Three ships of the class—PCER-848, -849 and -850—were refitted and their hospital spaces converted into communications centers to support the US Army's activities in the Pacific Theater.

==Service history==
The ship was laid down on 24 September 1943 by the Pullman-Standard Car Manufacturing Company of Chicago, launched on 31 January 1944, and commissioned as USS PCE(R)-849 on 11 April 1944. The ship was at the Battle of Leyte Gulf in October 1944. It was also present at the surrender of Japan in Tokyo Bay on 2 September 1945, and was the first American ship to dock post-war at the Port of Tokyo. The ship received three battle stars for service during World War II.

From 1946 to 1965, the ship was stationed at New London, Connecticut, at the Naval Underwater Sound Laboratory. The ship was named USS Somersworth on 15 February 1956.
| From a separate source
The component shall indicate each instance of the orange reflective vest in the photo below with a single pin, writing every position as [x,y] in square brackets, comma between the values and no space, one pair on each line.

On 17 July 1957, three crew members were killed and eight were injured (four seriously) by an explosion when the ship was approximately 90 mi southeast of Montauk, New York. The blast was attributed to the premature detonation of explosives used for underwater sound tests. The four seriously injured crew members were transferred to the nearby RMS Queen Mary, which was en route from New York City to England, and later transported to Newport, Rhode Island, by the USS Sunbird. One injured seaman had to have his left leg amputated. The Navy later issued dereliction of duty letters to the ship's commander and gunnery officer.

In 1959, the ship was reclassified as EPCE(R)-849, an Experimental Patrol Craft Escort (Rescue). The ship was decommissioned in September 1965 and was struck from the naval register on 1 April 1966. It was later sold, and then scrapped in 1972 at Portsmouth, Virginia.

==Legacy==
USS Somersworth Park is located in the city that the ship was named for—Somersworth, New Hampshire—at the intersection of Main Street and Market Street. A memorial to crew members who served on the ship is located in Stein Park on Main Street.

On July 17, 2004, a reunion of 32 personnel who had served on the ship, including four former captains, was held in Somersworth.